As a pro pit crew advocate and someone who understands the ups and downs of pit road, it dissapoints me to hear a driver rip his pit crew like Kevin Harvick did after Darlington. We have written many articles about KH and his temperament towards his pit crews and its the same old thing. Understandably, he was upset at giving away a Southern 500 win and taking the dominant car out of contention. Everyone in the stands, his team, and pit road saw it. It was no secret, pit road killed his race. So the discussion at SHR now has to be how to fix it. If you ask KH, he would fire all of them and start over….but its not that easy. At this point in the season you have what you have. The #4 car has already been through two changes this year, front changer and jackman. The team still struggles to find consistency. Another issue on the #4 car seems to be equipment. Unless you work on the pit crew of the #4 or the athletic department at SHR, we don’t really know how much or what is failing. I think the one person who might understand how to rally the troops and make the best of what they have is their crew chief Rodney Childers.
“So, we did all that stuff right and we just had a part failure inside one of our pit guns, very unusual thing — it wasn’t the changer’s fault … But definitely some things that we’ve got to clean up before (the Chase opener at) Chicago and honestly, that department’s got to do a lot better job.”
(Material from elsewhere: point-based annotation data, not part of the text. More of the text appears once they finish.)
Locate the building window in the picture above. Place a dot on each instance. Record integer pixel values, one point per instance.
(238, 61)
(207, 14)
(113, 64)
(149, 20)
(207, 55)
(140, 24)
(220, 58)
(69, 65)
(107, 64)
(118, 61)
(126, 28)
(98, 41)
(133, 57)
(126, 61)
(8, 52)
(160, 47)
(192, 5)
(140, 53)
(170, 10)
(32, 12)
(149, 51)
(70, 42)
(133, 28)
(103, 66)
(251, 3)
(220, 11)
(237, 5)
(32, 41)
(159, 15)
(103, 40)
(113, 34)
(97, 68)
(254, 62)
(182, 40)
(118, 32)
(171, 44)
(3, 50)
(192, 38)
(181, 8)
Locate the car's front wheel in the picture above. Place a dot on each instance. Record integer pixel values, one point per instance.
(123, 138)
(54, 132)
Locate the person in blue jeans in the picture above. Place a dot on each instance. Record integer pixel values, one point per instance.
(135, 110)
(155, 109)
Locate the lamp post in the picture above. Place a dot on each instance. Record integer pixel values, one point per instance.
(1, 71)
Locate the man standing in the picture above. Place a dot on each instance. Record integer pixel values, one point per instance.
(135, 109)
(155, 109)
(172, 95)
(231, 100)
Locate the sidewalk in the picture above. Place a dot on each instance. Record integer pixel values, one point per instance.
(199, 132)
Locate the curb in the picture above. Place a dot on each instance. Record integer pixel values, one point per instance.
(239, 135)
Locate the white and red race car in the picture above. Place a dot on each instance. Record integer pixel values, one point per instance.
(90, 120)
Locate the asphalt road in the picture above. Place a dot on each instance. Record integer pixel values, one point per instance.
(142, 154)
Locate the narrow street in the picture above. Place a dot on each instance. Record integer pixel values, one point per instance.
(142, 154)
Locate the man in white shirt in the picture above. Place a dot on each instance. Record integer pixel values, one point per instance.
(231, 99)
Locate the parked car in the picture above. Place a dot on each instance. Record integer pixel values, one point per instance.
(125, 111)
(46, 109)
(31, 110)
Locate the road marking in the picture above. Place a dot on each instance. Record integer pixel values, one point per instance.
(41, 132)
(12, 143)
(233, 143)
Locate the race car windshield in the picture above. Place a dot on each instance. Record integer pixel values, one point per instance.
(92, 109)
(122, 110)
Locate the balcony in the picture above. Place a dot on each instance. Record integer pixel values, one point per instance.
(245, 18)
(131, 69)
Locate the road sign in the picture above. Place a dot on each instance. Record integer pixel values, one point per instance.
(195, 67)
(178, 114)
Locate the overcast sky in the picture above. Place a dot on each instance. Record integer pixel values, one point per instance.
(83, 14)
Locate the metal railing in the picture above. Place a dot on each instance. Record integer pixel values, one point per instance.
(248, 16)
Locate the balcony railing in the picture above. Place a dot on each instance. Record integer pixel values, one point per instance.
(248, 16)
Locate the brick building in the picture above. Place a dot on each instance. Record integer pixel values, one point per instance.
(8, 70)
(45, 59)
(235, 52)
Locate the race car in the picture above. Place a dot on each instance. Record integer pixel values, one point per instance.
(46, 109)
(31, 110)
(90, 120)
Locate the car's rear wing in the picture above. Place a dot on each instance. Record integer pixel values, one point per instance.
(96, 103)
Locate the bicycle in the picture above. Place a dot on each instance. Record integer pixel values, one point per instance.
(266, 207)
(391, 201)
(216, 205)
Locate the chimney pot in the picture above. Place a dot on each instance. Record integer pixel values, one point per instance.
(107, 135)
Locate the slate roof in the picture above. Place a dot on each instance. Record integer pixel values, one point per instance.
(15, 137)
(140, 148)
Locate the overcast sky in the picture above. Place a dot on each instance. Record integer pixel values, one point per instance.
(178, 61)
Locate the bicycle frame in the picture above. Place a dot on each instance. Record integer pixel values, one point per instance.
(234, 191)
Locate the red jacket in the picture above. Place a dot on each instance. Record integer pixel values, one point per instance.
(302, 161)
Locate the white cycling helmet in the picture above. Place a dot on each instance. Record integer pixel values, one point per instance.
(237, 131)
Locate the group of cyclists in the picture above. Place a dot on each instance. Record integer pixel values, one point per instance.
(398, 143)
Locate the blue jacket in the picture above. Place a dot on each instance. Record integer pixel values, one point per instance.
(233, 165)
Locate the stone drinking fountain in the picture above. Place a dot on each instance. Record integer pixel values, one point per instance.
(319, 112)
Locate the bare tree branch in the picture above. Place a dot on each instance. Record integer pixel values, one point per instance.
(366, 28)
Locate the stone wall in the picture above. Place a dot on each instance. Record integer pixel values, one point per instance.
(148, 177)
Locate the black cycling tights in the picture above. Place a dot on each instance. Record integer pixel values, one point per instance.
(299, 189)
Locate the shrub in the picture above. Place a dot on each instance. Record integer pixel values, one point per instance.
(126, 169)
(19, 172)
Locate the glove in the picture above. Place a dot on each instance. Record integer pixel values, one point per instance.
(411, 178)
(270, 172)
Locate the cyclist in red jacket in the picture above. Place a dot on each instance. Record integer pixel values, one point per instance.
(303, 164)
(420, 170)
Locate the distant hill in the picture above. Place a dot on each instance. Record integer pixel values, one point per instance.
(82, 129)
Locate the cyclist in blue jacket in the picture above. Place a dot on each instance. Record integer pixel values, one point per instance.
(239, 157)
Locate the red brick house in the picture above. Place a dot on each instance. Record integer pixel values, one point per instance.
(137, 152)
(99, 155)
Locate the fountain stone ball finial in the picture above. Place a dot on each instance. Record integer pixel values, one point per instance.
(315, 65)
“The guys have to forget about that one and move on. They did a good job of that at Bristol and came back tonight with like a 10.8 (seconds) or something like that after our first bad stop. They were doing a good job until that gun broke.”
Childers seems to understand that the best way to get through this is to stand behind your team. Everyone has a right to be frustrated and mad, but the way you handle it as a leader depicts what kind of leader you really are.
A great quote about sports is “Sports do not build character….they reveal it.” There was a lot of character revealed Sunday night.